"Using Relational Databases to Create Unlimited and User-Defined
Annotation on Large Corpora: A 100 Million Word Corpus of
Historical and Modern Spanish"
Mark Davies, Illinois State University
As part of a project that is funded by the National Endowment for the
Humanities, I am developing an online, searchable, 100 million word
corpus of historical and modern Spanish texts
(http://mdavies.for.ilstu.edu.corpus).
In addition to basic searches by word forms, users will also be able to
carry out complex searches by part of speech, lemma, synonyms, and
frequency information. Examples of these might be:
- ·
the
frequency and usage of all synonyms of triunfar (“to win/triumph”)

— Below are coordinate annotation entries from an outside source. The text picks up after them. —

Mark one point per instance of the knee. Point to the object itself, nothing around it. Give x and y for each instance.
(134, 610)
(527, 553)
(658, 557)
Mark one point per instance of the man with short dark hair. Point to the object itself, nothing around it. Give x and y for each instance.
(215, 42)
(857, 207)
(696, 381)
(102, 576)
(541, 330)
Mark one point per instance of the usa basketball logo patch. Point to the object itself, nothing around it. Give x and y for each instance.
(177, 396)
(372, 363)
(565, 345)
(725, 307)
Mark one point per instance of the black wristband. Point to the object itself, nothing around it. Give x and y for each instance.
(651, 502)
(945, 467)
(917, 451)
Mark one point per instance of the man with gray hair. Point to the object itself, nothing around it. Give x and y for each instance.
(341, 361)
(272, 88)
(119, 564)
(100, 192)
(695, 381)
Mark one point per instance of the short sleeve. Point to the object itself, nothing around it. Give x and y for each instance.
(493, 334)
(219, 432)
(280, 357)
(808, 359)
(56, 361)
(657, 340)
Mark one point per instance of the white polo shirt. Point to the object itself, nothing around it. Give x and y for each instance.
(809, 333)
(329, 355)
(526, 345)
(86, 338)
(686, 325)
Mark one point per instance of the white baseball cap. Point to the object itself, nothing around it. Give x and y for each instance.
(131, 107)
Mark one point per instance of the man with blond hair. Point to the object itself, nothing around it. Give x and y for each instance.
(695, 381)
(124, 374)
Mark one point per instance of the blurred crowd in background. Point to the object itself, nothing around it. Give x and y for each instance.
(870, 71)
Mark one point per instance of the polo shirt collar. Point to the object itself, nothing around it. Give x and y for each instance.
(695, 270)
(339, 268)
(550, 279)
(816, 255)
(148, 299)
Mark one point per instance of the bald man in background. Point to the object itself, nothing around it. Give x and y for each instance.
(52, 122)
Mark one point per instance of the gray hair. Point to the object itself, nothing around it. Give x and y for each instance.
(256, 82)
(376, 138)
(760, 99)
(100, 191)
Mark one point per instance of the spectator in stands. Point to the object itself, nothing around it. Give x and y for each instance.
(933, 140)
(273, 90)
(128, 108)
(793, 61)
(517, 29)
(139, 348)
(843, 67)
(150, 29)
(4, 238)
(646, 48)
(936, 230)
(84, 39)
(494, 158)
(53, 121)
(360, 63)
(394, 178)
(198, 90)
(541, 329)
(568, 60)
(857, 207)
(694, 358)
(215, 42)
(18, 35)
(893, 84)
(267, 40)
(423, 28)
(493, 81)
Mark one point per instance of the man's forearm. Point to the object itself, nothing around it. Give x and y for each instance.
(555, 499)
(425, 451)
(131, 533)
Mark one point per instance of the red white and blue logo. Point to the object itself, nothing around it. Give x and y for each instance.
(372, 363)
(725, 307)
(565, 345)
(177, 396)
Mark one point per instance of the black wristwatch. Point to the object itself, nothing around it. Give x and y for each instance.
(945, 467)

in each of the centuries from the
1200s-1900s
- ·
all
strings involving < [cl] PODER/DEBER [inf] > (a clitic followed by
a form of poder or deber, followed by an infinitive) that
occur more than three times in the 1500s or
1600s
- ·
examples
of all nouns deriving from Arabic that occur in the context < [DET] *
[lemma=rico] > at least two times in the 1200s or 1300s
In order to permit such a wide range of search, the corpus is
composed of two distinct levels of corpora. One level consists of
the actual 100 million words of text, whose only annotation is a code
identifying the source text, and which is indexed via SQL Server
“full-text” indexing. The output from this corpus is in KWIC
format, and allows traditional sorting and limiting by left and right
contextual elements.
The more important level of “annotation”, however, consists of very large
databases that contain every distinct one, two, and three word cluster in
the corpus. Information from other databases has been merged with
these databases to provide information on the part of speech and lemma
for each of these distinct words and strings. This main database is
also linked to other auxiliary databases that contain synonyms and
dictionary entries containing etymologies and other word-level
information. Any number of other supplementary databases can easily
be integrated as well, including user-generated databases of specific
words and phrases.
The crucial point is that all of this information (including frequencies
for each distinct word and phrase in each of the centuries, 1200s-1900s)
is already stored in the underlying databases, which is then linked to
the actual corpus itself. It would have been extremely difficult to
actually annotate (a priori) the actual 100 million word corpus itself
with all of this information, especially the frequency counts. In
addition, it probably would not have been possible to search the entire
100 million word corpus in the two or three seconds, which is the speed
achieved with my approach.